1. Advancing scientific understanding of disease. Advancing scientific understanding of diseases will require big data genomics, transcriptomics, proteomics) to gain a more comprehensive view of disease, as well as deep data—high-quality phenotypic data from large and diverse datasets, including electronic health records, medical literature, and trial databases. B. Martin noted that these data could become the basis for external control arms with real-world data, where clinical trials would permit real-world comparisons and insights into investigative new medicines.

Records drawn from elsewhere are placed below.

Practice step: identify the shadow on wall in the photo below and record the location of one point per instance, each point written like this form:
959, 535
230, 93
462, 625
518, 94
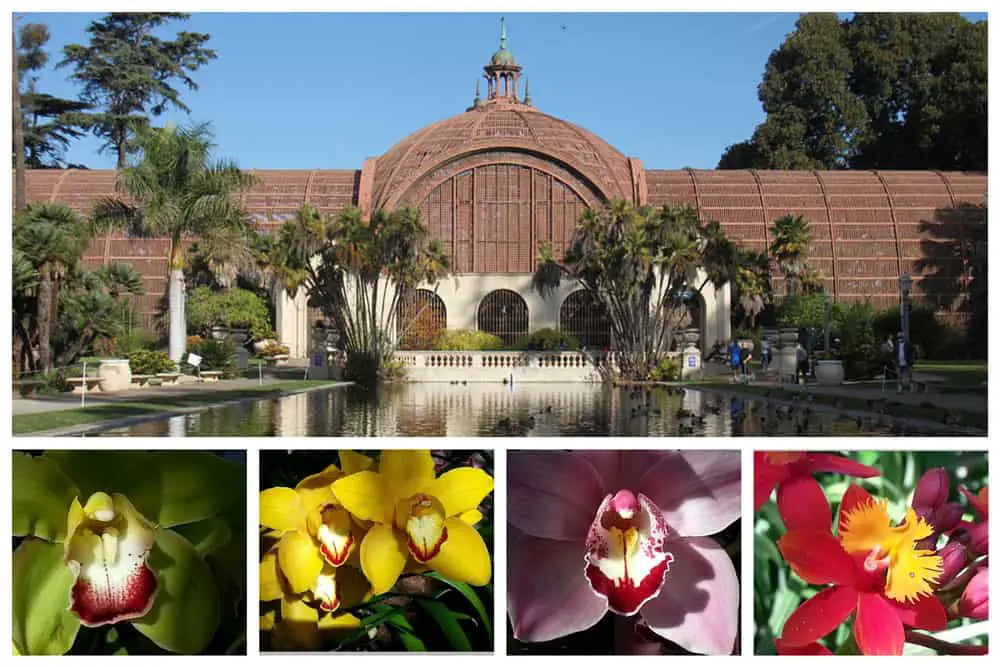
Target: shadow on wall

2. Building the conviction and commitment that the right trials with the right patients will bring success. Biomarkers are needed at every step along the drug development pipeline, said B. Martin, citing the 5R framework originally advanced by scientists at AstraZeneca to define the right target, right tissue, right safety parameters, right patients, and right commercial potential (Morgan et al., 2018). Many types of biomarkers are needed, he said (see Figure 2-2), noting that biomarkers that enable better patient stratification and measurement of response to treatment are especially important for translation. Also needed are digital biomarkers² and blood-based biomarkers that can enable data capture on a much larger scale in many more cohorts of individuals. Digital biomarkers, for example, may accelerate decision making and clinical development by permitting remote monitoring of individuals in clinical studies, said B. Martin. He maintained that faster clinical development is essential to shift people from ruminating on the long history of clinical trial disappointments to believing in what is possible with the right focus and strategies.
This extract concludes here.